Profile lookup - ternary operator

Tell us what’s happening:
Hey guys! i tried to use the ternary operator for this task and my code is not working(( could you please tell me what is wrong? thank you very mych!

  **Your code so far**

// Setup
const contacts = [
{
  firstName: "Akira",
  lastName: "Laine",
  number: "0543236543",
  likes: ["Pizza", "Coding", "Brownie Points"],
},
{
  firstName: "Harry",
  lastName: "Potter",
  number: "0994372684",
  likes: ["Hogwarts", "Magic", "Hagrid"],
},
{
  firstName: "Sherlock",
  lastName: "Holmes",
  number: "0487345643",
  likes: ["Intriguing Cases", "Violin"],
},
{
  firstName: "Kristian",
  lastName: "Vos",
  number: "unknown",
  likes: ["JavaScript", "Gaming", "Foxes"],
},
];

function lookUpProfile(name, prop) {
// Only change code below this line
return (name === contacts.firstName && contacts.hasOwnProperty(prop)) ? contacts[prop]
: (name !== contacts.firstName) ? 'No such contact'
: 'No such property';
// Only change code above this line
};

console.log(lookUpProfile("Akira", "likes"));
  **Your browser information:**

User Agent is: Mozilla/5.0 (Windows NT 10.0; Win64; x64) AppleWebKit/537.36 (KHTML, like Gecko) Chrome/100.0.4896.127 Safari/537.36

Challenge: Profile Lookup

Link to the challenge:

first thing first, what is contacts? what kind of data structure?

1 Like

Hi Ilenia!

in this case it is an array of objects. so, i should use square brackets?

I understand how to access an individual object in this array - objects[0], e.g. - but I am struggling how to access all objects in one array… is it possible without creacting additional vars and without using loops etc?

It is, sure, but at this point in the curriculum you likely haven’t learned about them. You’re still working with an array, so you’ll still need an array method that examines each thing in that array. Whether you loop, or you use a method that implicitly loops behind the scenes, there will still be some kind of looping.

For this, you’re expected to use a for loop. But later, you might try Array.find().

1 Like

thank you! i already passed the course and i am just repeating the assignements with which i had more strugle. i like ternary operators thats why i tried to use them.

thats what i have now:

function lookUpProfile(name, prop) {

// Only change code below this line

for (let i = 0; i < contacts.length; i++) {

return (contacts[i].firstName === name && contacts[i].hasOwnProperty(prop)) ? contacts[i][prop]

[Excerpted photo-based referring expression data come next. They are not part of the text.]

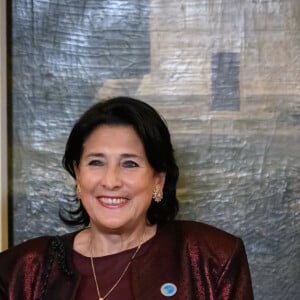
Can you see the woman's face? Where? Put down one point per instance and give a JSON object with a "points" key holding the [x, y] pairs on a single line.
{"points": [[115, 179]]}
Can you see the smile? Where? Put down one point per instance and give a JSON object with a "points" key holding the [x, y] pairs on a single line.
{"points": [[112, 201]]}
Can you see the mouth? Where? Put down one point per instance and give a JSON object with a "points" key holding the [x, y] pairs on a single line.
{"points": [[112, 201]]}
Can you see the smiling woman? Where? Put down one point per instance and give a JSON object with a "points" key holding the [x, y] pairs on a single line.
{"points": [[130, 247]]}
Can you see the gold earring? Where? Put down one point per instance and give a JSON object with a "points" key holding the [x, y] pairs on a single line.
{"points": [[157, 194], [78, 192]]}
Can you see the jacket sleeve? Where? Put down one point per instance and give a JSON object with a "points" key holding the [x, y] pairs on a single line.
{"points": [[235, 280]]}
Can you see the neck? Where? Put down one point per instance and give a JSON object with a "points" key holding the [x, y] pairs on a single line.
{"points": [[106, 243]]}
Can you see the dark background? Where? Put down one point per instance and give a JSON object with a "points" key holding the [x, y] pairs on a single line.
{"points": [[224, 74]]}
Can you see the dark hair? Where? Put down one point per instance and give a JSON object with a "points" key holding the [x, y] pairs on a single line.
{"points": [[155, 136]]}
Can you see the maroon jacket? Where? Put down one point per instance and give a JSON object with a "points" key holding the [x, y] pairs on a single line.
{"points": [[202, 261]]}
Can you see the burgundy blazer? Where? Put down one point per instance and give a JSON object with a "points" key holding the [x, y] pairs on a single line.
{"points": [[203, 262]]}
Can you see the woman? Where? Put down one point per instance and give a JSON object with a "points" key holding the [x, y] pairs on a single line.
{"points": [[121, 157]]}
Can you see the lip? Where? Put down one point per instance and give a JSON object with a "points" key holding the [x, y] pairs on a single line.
{"points": [[112, 202]]}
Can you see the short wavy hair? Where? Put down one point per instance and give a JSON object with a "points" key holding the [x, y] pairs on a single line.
{"points": [[155, 136]]}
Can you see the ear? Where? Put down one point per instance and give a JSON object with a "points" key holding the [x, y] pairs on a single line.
{"points": [[160, 179]]}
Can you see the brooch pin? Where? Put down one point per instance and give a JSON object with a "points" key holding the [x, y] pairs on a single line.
{"points": [[168, 289]]}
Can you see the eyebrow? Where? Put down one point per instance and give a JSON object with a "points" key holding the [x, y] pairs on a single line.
{"points": [[123, 155]]}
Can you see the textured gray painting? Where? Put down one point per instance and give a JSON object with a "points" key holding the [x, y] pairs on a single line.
{"points": [[224, 74]]}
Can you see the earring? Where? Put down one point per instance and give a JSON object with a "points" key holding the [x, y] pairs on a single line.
{"points": [[78, 192], [157, 194]]}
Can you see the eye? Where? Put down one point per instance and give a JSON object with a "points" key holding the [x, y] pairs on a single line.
{"points": [[96, 163], [129, 164]]}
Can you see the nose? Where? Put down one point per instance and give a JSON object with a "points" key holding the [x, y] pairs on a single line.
{"points": [[111, 177]]}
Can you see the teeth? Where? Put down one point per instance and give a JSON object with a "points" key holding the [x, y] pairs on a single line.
{"points": [[113, 200]]}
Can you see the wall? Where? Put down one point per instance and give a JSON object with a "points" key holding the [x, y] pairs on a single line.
{"points": [[3, 132], [225, 75]]}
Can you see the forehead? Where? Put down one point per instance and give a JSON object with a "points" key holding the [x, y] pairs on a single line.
{"points": [[112, 136]]}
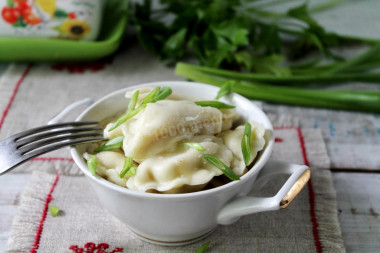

: (name !== contacts[i].firstName) ? ‘No such contact’

: ‘No such property’;

}

// Only change code above this line

};

console.log(lookUpProfile(“Akira”, “likes”));

please explain me my mistakes)

So inside that loop, the return statement is returning something on the very first iteration of the loop. What happens to any iteration after that, as we’ve already returned from the function?

2 Likes

hey mate!

i am back!) I guess it returns the value of the property (in this case ‘likes’, so it returns the array [“Pizza”, “Coding”, “Brownie Points”].

as i understand, after that, iteration stops… and the loop does not go further.

now I am trying to understand what it would mean for me)) either I can alter my ternary operator, or it is just not suitable for this case and I need to use another tool.

but thanks for helping me out with this!)

p.s.
ok, i guess if we use analogy with nested if statements, there should be a similar tool for the ternary operator (which you rightly pointed in your first post , I haven’t learned about yet), so i will try to figure this out.